Setelahnya, aku memandang ke arah lain, seorang gadis yang sedang memakan makanan yang aku tidak tahu apa namanya, sosok Slayer yang terlihat selalu riang, Foxx. Seorang Pixie. Di VRO, Pixie memang ras yang paling diminati nomor dua setelah Human. Jadi bukanlah hal yang aneh jika aku sering bertemu ras Pixie ke mana pun aku pergi. Tidak suka hal yang rumit, kurasa. Senang berbicara sebagai si penyejuk sekaligus penengah dalam party jika terjadi perdebatan.
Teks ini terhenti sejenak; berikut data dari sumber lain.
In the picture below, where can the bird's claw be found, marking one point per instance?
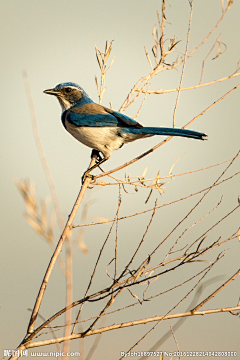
(89, 175)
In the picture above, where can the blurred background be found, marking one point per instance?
(54, 42)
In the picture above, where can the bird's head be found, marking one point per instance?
(68, 94)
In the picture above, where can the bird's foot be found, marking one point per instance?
(88, 175)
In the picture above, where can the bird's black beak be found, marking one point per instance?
(51, 92)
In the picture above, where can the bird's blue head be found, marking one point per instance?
(68, 94)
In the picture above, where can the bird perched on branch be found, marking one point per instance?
(100, 128)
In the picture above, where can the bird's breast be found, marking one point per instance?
(104, 139)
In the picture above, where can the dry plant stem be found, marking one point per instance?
(125, 325)
(184, 63)
(151, 209)
(194, 207)
(57, 252)
(95, 268)
(124, 285)
(169, 138)
(175, 306)
(215, 292)
(164, 91)
(213, 29)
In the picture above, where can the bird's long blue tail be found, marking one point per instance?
(167, 131)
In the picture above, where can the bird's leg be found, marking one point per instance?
(100, 161)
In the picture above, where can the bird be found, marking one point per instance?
(103, 129)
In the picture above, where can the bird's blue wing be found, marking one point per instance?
(95, 115)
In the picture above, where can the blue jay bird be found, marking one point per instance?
(100, 128)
Sifat ingin tahunya mungkin akan menjadi masalah dalam party ini juga ke depannya. Dibalik parasnya yang cukup memikat, namun dia kelihatannya cukup bisa diandalkan saat bertarung, walaupun kelihatannya tidak terlalu bisa mematuhi perintah yang akan diberikan nantinya.
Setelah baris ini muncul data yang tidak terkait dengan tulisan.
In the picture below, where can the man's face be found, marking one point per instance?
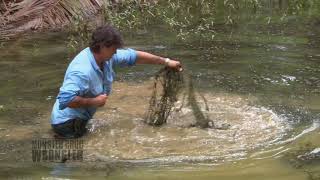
(107, 52)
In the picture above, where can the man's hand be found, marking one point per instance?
(100, 100)
(175, 65)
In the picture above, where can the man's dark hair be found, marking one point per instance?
(105, 36)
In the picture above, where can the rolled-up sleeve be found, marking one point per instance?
(125, 57)
(75, 84)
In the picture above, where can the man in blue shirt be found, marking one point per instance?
(88, 80)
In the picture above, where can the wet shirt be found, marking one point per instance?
(84, 78)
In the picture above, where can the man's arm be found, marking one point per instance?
(147, 58)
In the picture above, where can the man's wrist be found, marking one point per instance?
(166, 61)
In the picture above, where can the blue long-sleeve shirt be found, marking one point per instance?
(84, 78)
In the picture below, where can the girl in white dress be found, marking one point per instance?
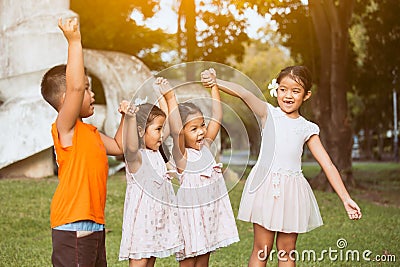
(205, 210)
(277, 198)
(150, 227)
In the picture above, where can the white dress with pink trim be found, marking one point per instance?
(151, 221)
(205, 210)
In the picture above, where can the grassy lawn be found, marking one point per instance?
(25, 235)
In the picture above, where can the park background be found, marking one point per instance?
(351, 48)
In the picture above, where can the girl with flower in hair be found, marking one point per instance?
(277, 198)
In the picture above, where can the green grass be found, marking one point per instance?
(25, 238)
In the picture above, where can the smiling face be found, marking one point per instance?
(194, 131)
(290, 96)
(153, 134)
Yang terakhir, gadis Pixie juga yang berada di sebelahku sekarang. Arianne. Wajahnya nampak sangat kalem sebagai seorang Priest karena dia tidak bisa diandalkan dalam pertarungan langsung, namun sebagai support dia bisa diandalkan. Oleh karena itu kebanyakan waktu bertarungnya selalu ditemani oleh Cello yang mengawasinya setelah memasang jebakan. Wajahnya datar. Dia kebalikan dari Foxx, Arianne ini terlihat sedikit pendiam karena wajahnya yang selalu terlihat tenang setiap saat. Tahu apa yang harus dilakukan saat sesuatu datang. Dia lebih terkesan cuek, namun tidak seperti Cello yang seratus persen misterius karena pendiamnya. Kalau Arianne pendiam lebih karena tidak bisa berbicara banyak, karena dia terlihat seperti seorang gadis yang selalu mengalah jika sesuatu hal terjadi dalam party. Namun meskipun begitu. Dia adalah kunci dalam party ini. Memang sekarang, healer sangat dibutuhkan dalam pertempuran, dan ketersediaan Priest atau Conjurer sangat sedikit sekali. Maka dari itu party ini sangat beruntung memiliki Arianne sebagai healer mereka.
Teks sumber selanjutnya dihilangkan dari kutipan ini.